In an effort to explore another side of the fashion industry, Central Michigan University is offering a new course for the current term. Its name is Queer Fashion and it was conceptualized by fashion designer and CMU Associate Professor Michael Mamp.
"I'm a fashion historian," said Mamp. "In the past several years it has become evident to me that most of fashion history is told from a white, heterosexual, cisgender perspective. This is not a new idea. Most of history, even that not related to fashion, has largely ignored the stories of women, persons of color and members of the LGBT community. My own research has examined the history of women and their contributions to the fashion industry of the 20th century including people such as Mildred Custin, Hortense Odlum and Fira Benenson. I have also been working on a long-term research project related to Andy Warhol, Robert Rauschenberg and Jasper Johns."
As Mamp was researching, something became evident to him: there wasn't much well-documented information about LGBT fashion at all.
"As I dug deeper into these and other topics it became clear to me that although the LGBT community has had a significant impact upon and relationship to fashion and the presentation of identity through dress for centuries, very little research or scholarship was executed in the area. Then in 2013 the Museum at the Fashion Institute of Technology under the direction of Dr. Valerie Steele mounted the groundbreaking exhibit entitled: A Queer History of Fashion; From the Closet to the Catwalk. "
Suddenly a lightbulb went off in Mamp's head.
"This exhibition was the turning point for me when I realized that I could take the information from the exhibit's catalog, other pieces of scholarship completed by my peers across the country and my own work and use it as a framework to develop a class that I immediately knew would be titled Queer Fashion," Mamp said.
But there's a whole road of challenges between conceptualizing a class and being ready to offer one.
"It is not easy," said Mamp of the road it took to bring his course to life. "I started in 2013 and here we are in the middle of the 2018 spring semester at CMU and I am teaching the course for the first time."
Thankfully, Mamp had the support of his colleagues in the Fashion Merchandising & Design program and his affiliate program Women & Gender Studies as well. They encouraged him to bring his vision to life.
"They were willing to allow it to become a permanent part of the curriculum," Mamp said. "However from there it took me almost two years to work on the course content and then a third year for the course to go through all the necessary stages of approval at the university. The course is offered as part of the curriculum in both fashion and women and gender studies as I mentioned. But is also part of the general education program at CMU entitled the University Program."
Response to the class, Mamp said, has been highly favorable.

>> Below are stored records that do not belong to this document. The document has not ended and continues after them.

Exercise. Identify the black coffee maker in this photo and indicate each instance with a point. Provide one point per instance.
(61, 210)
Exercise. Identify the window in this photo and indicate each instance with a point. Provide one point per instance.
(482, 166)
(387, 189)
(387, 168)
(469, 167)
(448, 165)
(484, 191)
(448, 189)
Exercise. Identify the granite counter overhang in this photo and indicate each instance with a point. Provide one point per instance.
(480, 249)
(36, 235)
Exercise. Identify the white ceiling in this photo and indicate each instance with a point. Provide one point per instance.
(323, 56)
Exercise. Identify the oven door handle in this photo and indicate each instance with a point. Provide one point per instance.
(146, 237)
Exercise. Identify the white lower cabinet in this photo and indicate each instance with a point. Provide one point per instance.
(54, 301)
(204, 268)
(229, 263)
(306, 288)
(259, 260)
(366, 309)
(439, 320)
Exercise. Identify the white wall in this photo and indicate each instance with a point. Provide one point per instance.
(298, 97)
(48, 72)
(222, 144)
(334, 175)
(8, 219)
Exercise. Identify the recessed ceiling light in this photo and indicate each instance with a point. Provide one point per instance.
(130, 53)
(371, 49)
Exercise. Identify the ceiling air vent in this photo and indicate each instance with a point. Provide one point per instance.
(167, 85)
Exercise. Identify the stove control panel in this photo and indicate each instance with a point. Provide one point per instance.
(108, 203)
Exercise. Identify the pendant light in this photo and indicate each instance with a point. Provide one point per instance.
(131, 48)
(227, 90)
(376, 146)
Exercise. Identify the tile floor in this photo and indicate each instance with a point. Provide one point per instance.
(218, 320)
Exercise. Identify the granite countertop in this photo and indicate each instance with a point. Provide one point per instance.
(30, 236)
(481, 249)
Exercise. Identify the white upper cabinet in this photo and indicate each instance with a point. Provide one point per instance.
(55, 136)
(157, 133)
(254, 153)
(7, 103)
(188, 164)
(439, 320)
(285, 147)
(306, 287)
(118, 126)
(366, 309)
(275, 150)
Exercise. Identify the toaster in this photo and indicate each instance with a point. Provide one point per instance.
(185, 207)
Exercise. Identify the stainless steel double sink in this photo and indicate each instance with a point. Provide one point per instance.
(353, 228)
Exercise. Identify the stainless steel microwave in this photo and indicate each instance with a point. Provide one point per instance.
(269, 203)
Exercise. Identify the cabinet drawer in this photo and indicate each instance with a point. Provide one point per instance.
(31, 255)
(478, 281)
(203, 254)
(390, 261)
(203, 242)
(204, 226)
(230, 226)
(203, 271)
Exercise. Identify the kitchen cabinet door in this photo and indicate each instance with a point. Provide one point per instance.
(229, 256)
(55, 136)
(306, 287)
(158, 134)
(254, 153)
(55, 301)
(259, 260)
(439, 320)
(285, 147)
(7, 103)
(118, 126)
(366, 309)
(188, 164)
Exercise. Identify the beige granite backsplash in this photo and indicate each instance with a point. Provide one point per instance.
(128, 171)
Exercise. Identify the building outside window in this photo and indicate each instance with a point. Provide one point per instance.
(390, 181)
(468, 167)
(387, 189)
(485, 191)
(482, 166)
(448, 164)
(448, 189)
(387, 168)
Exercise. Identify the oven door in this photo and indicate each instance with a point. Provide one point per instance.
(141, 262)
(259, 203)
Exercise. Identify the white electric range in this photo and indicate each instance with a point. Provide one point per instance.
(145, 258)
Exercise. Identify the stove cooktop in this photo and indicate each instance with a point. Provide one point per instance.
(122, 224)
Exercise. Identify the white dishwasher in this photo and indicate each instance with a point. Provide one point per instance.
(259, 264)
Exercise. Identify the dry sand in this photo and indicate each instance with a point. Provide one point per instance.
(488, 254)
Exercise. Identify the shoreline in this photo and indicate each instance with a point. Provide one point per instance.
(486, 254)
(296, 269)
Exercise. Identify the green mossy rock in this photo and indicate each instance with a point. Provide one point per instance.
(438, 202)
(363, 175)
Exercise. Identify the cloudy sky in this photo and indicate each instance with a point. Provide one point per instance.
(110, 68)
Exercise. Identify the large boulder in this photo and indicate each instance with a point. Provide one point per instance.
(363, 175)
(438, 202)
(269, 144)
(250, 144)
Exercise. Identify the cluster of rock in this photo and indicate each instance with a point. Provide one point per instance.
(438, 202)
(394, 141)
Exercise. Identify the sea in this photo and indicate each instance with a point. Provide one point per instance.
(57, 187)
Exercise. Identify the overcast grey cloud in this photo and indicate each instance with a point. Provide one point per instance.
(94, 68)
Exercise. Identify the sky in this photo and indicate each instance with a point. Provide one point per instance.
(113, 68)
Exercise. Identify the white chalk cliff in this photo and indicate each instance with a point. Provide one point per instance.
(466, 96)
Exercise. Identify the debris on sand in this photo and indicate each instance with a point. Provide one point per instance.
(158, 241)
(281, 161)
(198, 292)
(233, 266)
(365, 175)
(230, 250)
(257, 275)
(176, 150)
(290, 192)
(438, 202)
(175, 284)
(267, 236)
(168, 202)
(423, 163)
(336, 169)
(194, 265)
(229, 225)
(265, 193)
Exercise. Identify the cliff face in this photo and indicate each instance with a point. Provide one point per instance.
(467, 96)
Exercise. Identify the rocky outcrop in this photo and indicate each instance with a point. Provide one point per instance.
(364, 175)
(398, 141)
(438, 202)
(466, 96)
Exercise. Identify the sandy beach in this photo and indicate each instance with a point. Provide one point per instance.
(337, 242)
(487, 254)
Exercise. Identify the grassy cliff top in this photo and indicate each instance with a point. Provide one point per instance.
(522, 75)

"I assumed that the students would be interested in the course," said Mamp. "However, by far this has been the most engaged group of students I have had the privilege to teach in quite some time. My classroom of 43 people is also incredibly diverse. About 34 percent of the students in the class are persons of color. This tells me that minorities such as African Americans, even if they don't identify as LGBT, they are interested in topics that are diverse in nature. I am so encouraged by the focus on diversity and inclusion from today's students."